Em meio ao caos no qual se encontra Tebas, devido a lei estabelecida por Creonte, uma poluição e infertilidade impede que a sociedade “siga em frente”; falta ordem no relacionamento com as pessoas e com os Deuses. Acefalia do Estado. A ruptura do equilíbrio dá-se no momento em que Creonte, ao não se flexibilizar perante os interesses de Antígona, sente-se ameaçado e quer provar seu poder tirano: decreta pena de morte e a mantém em uma caverna até que esta morra. Eis que aparece um personagem fundamental para a trama: Tirésias, vidente/sacerdote masculino, que tem autoridade o suficiente para proferir suas advinhações e ser ouvido por Creonte. Tirésias descreve e mostra o que está acontecendo, o caos que assola Tebas, e diz para Creonte que a forma dele se manter no poder e não se prejudicar com a maldição, é voltando atrás na sua decisão, impedindo que Antígona morra e que mais tragédias aconteçam. Depois de achar que o Tirésias está tentando controlá-lo, manipulá-lo para o seu próprio interesse, Creonte se convence a anular a sentença de morte de Antígona, pois fica temeroso de que algo muito ruim aconteça, uma vez que Tirésias é um bom adivinho e sempre se cumprem suas profecias. Mas infelizmente o que foi não volta mais: Antígona morre, acabando com as últimas esperanças de Creonte em salvar-se das profecias.

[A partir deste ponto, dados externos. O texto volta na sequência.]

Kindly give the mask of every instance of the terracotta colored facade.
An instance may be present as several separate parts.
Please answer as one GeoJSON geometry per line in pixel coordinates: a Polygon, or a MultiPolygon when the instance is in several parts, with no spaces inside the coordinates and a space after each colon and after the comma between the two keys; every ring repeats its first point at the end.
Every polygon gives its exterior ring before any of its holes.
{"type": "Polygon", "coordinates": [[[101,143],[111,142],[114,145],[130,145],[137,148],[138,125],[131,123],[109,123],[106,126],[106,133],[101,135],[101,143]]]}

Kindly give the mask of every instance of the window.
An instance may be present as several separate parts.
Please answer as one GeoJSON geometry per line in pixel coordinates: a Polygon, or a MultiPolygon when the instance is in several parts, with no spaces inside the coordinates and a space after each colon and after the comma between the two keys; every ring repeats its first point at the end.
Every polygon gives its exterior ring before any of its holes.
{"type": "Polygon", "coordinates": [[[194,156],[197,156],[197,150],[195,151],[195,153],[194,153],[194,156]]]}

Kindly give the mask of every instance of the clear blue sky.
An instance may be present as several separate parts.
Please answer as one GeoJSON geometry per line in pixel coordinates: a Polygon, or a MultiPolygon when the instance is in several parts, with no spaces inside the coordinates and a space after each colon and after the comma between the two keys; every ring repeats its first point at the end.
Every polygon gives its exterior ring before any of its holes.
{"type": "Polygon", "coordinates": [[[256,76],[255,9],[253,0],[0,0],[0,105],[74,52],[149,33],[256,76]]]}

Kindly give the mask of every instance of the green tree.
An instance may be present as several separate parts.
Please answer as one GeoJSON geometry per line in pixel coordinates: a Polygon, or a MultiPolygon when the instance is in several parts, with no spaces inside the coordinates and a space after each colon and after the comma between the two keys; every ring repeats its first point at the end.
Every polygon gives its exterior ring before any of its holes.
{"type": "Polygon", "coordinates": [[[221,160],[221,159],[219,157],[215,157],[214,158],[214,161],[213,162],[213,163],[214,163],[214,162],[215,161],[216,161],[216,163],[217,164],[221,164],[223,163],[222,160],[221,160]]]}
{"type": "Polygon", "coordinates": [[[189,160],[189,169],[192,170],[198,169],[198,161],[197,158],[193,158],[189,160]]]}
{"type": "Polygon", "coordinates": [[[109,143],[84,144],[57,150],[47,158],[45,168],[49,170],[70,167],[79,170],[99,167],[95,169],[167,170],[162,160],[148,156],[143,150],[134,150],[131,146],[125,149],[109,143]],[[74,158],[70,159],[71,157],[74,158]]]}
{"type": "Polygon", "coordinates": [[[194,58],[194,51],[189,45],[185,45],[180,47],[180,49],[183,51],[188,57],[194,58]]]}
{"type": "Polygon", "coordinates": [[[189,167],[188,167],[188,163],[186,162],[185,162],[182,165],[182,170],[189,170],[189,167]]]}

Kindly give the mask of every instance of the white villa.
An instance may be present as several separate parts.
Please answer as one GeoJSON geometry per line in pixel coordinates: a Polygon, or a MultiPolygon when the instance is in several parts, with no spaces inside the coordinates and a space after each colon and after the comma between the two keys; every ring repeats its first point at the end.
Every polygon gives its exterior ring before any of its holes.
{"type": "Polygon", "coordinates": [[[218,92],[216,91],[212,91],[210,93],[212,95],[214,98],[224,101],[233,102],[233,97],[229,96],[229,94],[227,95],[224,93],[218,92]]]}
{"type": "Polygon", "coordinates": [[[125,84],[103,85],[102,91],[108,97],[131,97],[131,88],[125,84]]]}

Tem-se neste momento a caracterização da peripécia: quando ele se convence de que não se deve matar Antígona, tudo está acontecendo, ele tenta impedir mas não obtém sucesso: e tanto ela quanto seu filho, Hemon, morrem. Ao morrer, Antígona restitui a paz em Tebas, e unidos pelo sangue na vida e na morte, sendo primos e também amantes, ela e Hemon tornam-se um só corpo. A representação das núpcias em vida são substituidas pelo “corpo sobre corpo” na morte, uma vez que Hemon vai até sua amada e se mata, deixando o seu corpo cair sobre o dela. Deixa-se de enterrar os mortos para enterrar os vivos. Quando a notícia chega a Creonte, mais confusão se instaura em Tebas: ao descobrir que seu filho morreu, Eurídice fica desolada e se mata. Quando o mensageiro chega com a terrível notícia deste duplo suicídio familiar, mãe e filho, Creonte vê que tudo aquilo que o vidente Tirésias tinha dito para ele tinha se materializado.